PAF-AVR performs Descriptors Level Operation.
2.2 Face Identity Recognition
PAF-FIR:
Receives | Text Object | Text that is related with the Face to be identified. |
Image Visual Object | Image containing Face to be identified. | |
Face Time | Time when the face should be identified. | |
Visual Scene Geometry | Of the scene where the Face is located. | |
Finds | Bounding Boxes | That include Faces, using spatial information. |
Applies | Face ID algorithm | That references a specific Face Taxonomy. |
Finds | The best match | Between the Faces and those in a database. |
Produces | Face Identities | Face Instance Identifiers. |
Bounding Boxes | Bounding Boxes that include faces. |
PAF-FIR performs Descriptors (Bounding Boxes) and Interpretation (Face IDs) Level Operations.
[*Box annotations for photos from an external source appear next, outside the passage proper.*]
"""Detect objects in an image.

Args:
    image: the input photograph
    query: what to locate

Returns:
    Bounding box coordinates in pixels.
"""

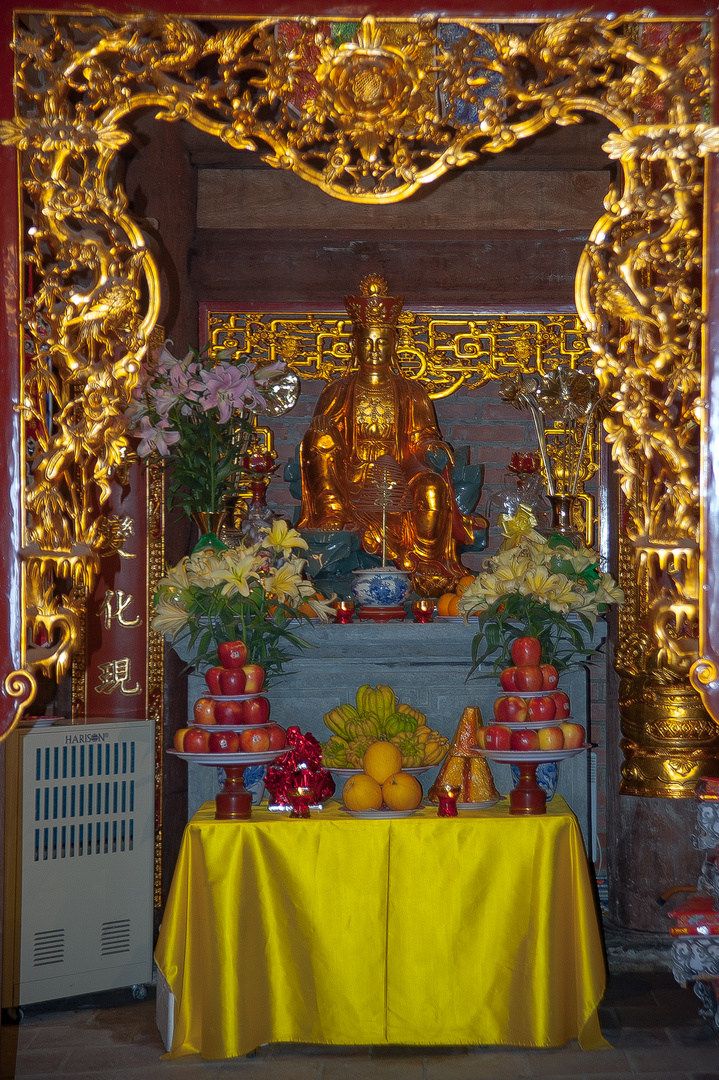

2.3 Personal Status Display
PAF-PSD
Receives | Machine ID | ID to be used to identify the Avatar in Portable Avatar. |
Text Object | Text associated to Avatar in Portable Avatar. | |
Personal Status | Personal Status associated to Avatar in Portable Avatar. | |
Avatar Model | 3D Model associated to Avatar in Portable Avatar. | |
Speech Model | Speech Model Associated to Avatar in Portable Avatar. | |
Synthesises | Speech Object | Possibly through an input Speech Model. |
Generates | Face Descriptors | Using Speech Object, input Avatar Model, and Face Personal Status. |
Produces | Portable Avatar | Including Machine ID, Speech Model, Text Object, Avatar Model and internally generated Speech Object and Avatar |
Enables | PAF-AVR | To render the Portable Avatar produced by PAF-PSD. |
PAF-PSD performs Descriptors Level Operation.
1.4 Service Participant Authentication
PAF-SPA
Receives | Participant ID | ID of a Participant in a session of a Service. From an upstream AIM or another AIW. |
Face Visual Object | Face of Participant. | |
Speech Object | Speech segment of Participant. | |
Recognises | Face ID | From Face Objects |
Speech ID | From Speech Object | |
Uses | Speech & Face ID | To search an Service ID database. |
Produces | Subscriber ID | ID of Service Subscriber |
PAF-SPA can be implemented using Neural Networks.
PAF-SPA performs Interpretation Level Operation.